Really, has there ever been a better time to forget restraint and self-control? To let your hair down, go a bit wild, and not worry about the consequences?
we're all looking at the world and seeing a never-ending parade of disasters. The world is literally burning. And it feels like no one ‘in charge’ is doing anything. It’s enough to make anyone crazy. Maybe the feral girl trend is about saying, fuck it, the world is ending, we might as well have fun while it lasts. Maybe that’s apolitical and nihilistic, like “partying while Rome burns”. But, it’s also a rejection of the ‘just keep working’ capitalist mantra that works in tandem with the patriarchal dogma telling women to ‘stay pretty, stay neat, don’t be too loud, people-please’ – both are effective systems of control. And ‘going feral’ is about sticking two fingers up to all of that.
And, in a culture that often chastises women for being ‘too much’ and for taking ‘excessive’ enjoyment in things, insisting on the value of parties and pleasure at all costs is nothing short of subversive. The girls just want to have FUN. So, down with detachment, and cleanliness, and the minimal, perfectionism of ‘that girl.’ I want less punishment and more parties. In a brutal and chaotic world, really, going a bit feral seems like a sensible option.”
Suzannah Weiss, certified sex educator, sex/love coach
“I think trends like ‘hot girl summer’ and ‘feral girl summer’ are a result of us being traumatised from our lives being taken from us for two years and wanting to really get back to living as fully as we can.
‘Feral girl summer’ also results in particular from more women challenging stereotypes of what it means to be ‘ladylike’ – e.g. that it means you have to be quiet and reserved and proper and can't be wild.
The idea of enjoying a ‘hot girl summer’ or ‘feral girl summer’ also reflects sexual liberation and a growing desire for women to be openly and unapologetically sexual.
I would say that being feral, in its best sense, simply means expressing all of who you are, so don't let someone else tell you what that means to you. Simply have the summer that you would dream of having if there were nothing holding you back.
For instance, a feral girl summer doesn't have to involve alcohol or going to clubs. It could mean blocking out an afternoon to spend on your bed with your vibrator if that's what you are called to do.”

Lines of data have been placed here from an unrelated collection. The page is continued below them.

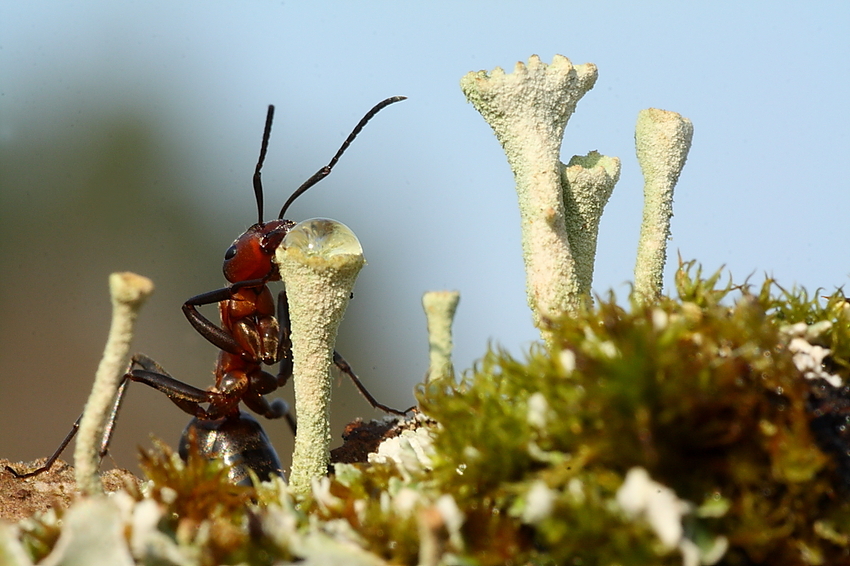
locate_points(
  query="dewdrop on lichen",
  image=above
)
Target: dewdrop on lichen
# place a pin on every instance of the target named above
(321, 236)
(319, 260)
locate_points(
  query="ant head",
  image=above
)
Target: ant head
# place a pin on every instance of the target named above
(251, 254)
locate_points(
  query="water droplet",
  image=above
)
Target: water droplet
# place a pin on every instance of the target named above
(320, 236)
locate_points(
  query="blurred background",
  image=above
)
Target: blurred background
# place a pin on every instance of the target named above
(129, 132)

Rachel New, dating and relationship coach
“What’s great about the feral girl trend is that they have a really healthy relationship with themselves: feral girls can celebrate who they really are rather than creating an artificial, manicured self. They don’t waste time trying to get approval or fit in – they are too busy enjoying an authentic life in all its multi-sensory glory.

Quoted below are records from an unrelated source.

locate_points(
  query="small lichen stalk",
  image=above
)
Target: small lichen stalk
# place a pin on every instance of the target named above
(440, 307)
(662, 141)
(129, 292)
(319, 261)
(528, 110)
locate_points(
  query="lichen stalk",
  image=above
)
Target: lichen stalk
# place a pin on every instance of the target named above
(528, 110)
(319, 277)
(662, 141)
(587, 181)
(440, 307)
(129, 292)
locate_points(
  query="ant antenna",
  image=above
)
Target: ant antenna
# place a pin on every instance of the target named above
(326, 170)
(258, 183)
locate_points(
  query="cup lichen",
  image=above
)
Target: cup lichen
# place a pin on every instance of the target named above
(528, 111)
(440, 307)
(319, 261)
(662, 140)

Feral girls know that they sometimes need to be able to let go of all the “shoulds” and “oughts” and be self-indulgent. We often have a critical inner voice and we need to match that with a compassionate, loving voice that believes in us, accepts us for who we really are and sets us free.
Most of us should be proud of the way we’ve been exercising so much self-restraint for the last two years of lockdown, being socially responsible and cautious about social interaction and physical contact. We’ve also re-evaluated superficial social norms like wearing make-up and uncomfortable high heels and spending hours on our appearance, when people have been dying and young people in particular have been struggling with isolation and mental health challenges. So it makes sense that they should want to stop holding back, act a bit more spontaneously and enjoy life again.”